Re: [PATCH] object-info: support for retrieving object info

Bruno Albuquerque <bga@xxxxxxxxxx> · Thu, 15 Apr 2021 16:06:40 -0700

On Thu, Apr 15, 2021 at 2:53 PM Junio C Hamano <gitster@xxxxxxxxx> wrote:
>
> Is the assumption that such an implementation of VFS would fetch
> individual tree object with the existing "fetch this single object
> by the object name" interface?

That is the general idea, yes.

> What I am wondering is, as an ingredient for implementing VFS layer,
> if this is a bit too low level.  To respond to "ls -l" when you only
> have a tree object name, you'd need two roundtrips, one to retrieve
> the tree, and then after parsing the tree to find out what objects
> the tree refers to with what pathname component, you'd issue the
> object-info for all of them in a single request.

Yes, as it is designed you would need to do that. There are a couple
few reasons for this implementation to do this the way it does:

1 - Although it is currently only returning object sizes, it was
designed in a way that it can be extended if need to return other
object metadata.
2 - Doing it like this is a fully backwards-compatible change and
older clients would still work without changes (just not make use of
this).
3- In a real filesystem, it is common to have multiple directories
under a tree so in practice you can optimize requests (if needed) by
retrieving several tree objects and doing a single object-info request
for all objects in those trees.

Note I am not saying it could not be done in a different way, but it
does look to me this change strikes a good balance between what it
provides and its cost,

> If a request takes a single (or multiple) tree object name, and lets
> you retrieve _both_ the tree object itself _and_ object-info for the
> objects the tree refers to, you can build "ls -l" with a single
> roundtrip instead.

That is true. But it seems to me that there is not a good place to fit
size  (and maybe other metadata eventually) information currently with
the existing protocol. But it is not impossible that I might simply be
missing something.

> I do not know how much the latency matters (or more importantly, how
> much a naïve coutner-proposal like the above would help), but it is
> what immediately came to my mind.

I do not expect the latency of the object-info request to be an issue
especially because fetching the information can be done in batches and
also prefetched in some cases (as we do not need to download the
objects, we do not need to worry about downloading possibly gigabytes
of data while just iterating through directories).
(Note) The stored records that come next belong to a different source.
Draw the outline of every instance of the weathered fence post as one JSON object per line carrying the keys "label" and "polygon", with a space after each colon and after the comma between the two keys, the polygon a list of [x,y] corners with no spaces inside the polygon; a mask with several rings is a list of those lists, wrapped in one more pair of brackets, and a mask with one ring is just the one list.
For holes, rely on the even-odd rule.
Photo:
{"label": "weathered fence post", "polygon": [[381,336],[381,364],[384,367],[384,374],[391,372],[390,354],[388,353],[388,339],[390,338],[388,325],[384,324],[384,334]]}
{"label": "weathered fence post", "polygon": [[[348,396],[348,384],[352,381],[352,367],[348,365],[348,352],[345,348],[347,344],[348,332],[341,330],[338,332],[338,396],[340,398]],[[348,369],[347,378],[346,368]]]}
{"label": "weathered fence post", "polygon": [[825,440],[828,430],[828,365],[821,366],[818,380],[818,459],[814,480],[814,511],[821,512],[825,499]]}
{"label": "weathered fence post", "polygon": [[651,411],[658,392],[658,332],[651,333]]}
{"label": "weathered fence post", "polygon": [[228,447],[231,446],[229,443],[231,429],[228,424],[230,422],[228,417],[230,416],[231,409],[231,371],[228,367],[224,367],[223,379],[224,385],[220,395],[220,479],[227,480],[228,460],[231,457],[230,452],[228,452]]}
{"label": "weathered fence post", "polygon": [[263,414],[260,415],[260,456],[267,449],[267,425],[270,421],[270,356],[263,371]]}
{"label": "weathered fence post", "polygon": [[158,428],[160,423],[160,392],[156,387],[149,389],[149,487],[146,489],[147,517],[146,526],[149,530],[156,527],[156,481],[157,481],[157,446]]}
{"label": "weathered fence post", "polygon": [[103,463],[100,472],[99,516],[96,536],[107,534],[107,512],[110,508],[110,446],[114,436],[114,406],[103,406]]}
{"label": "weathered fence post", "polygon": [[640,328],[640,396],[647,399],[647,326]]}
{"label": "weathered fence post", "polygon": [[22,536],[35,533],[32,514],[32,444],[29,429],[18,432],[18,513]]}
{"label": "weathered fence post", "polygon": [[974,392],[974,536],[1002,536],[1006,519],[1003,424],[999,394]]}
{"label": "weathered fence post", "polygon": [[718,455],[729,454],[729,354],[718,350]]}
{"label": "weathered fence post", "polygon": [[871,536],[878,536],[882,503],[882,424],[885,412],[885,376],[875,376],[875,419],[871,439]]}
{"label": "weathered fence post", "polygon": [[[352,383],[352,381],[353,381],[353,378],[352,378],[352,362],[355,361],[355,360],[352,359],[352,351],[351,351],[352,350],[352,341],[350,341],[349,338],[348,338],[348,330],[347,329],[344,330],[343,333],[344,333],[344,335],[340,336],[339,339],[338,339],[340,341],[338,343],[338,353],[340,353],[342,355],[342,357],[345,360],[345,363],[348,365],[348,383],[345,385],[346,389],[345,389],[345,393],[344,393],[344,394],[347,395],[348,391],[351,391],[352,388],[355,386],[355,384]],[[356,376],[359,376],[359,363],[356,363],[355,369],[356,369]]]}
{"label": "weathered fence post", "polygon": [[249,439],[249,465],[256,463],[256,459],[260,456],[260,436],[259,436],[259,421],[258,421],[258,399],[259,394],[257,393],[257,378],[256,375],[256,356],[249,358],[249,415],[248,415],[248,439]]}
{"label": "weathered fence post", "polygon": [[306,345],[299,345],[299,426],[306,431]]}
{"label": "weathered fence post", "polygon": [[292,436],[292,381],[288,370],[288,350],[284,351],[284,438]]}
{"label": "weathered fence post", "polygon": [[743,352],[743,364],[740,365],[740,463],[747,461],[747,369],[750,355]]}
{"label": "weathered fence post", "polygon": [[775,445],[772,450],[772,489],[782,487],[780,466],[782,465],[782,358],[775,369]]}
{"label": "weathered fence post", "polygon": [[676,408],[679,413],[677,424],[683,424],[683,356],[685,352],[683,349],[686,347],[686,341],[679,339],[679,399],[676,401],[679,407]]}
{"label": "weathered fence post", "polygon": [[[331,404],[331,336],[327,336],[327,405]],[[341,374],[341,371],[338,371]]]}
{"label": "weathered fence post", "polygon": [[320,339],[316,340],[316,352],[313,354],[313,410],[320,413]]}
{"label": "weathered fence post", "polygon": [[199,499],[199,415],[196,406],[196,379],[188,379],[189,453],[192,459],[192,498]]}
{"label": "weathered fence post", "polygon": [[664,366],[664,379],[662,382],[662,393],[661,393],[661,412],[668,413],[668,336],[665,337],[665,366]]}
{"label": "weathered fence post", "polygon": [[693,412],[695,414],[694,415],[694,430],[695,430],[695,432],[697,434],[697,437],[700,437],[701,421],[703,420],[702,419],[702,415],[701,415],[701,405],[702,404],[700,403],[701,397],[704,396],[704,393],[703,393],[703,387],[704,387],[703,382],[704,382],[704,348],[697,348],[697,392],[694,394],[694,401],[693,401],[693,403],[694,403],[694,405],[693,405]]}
But, of course,
assuming there is a clean way to make things even better, I am all for
it.

> Assuming that we are good with an interface that needs two requests
> to obtain "object contents" and "object info" separately, I find
> what in this patch quite reasonable, though (admittedly, I've
> already read this patch during internal review number of times).

FWIIW, I gave this a lot of thought and for the purposes of doing a
remote file system (and one can even optimize git ls-tree to be a lot
faster for partial clones using this), I feel confident about the
change (module missing something, of course).

Thanks for your comments.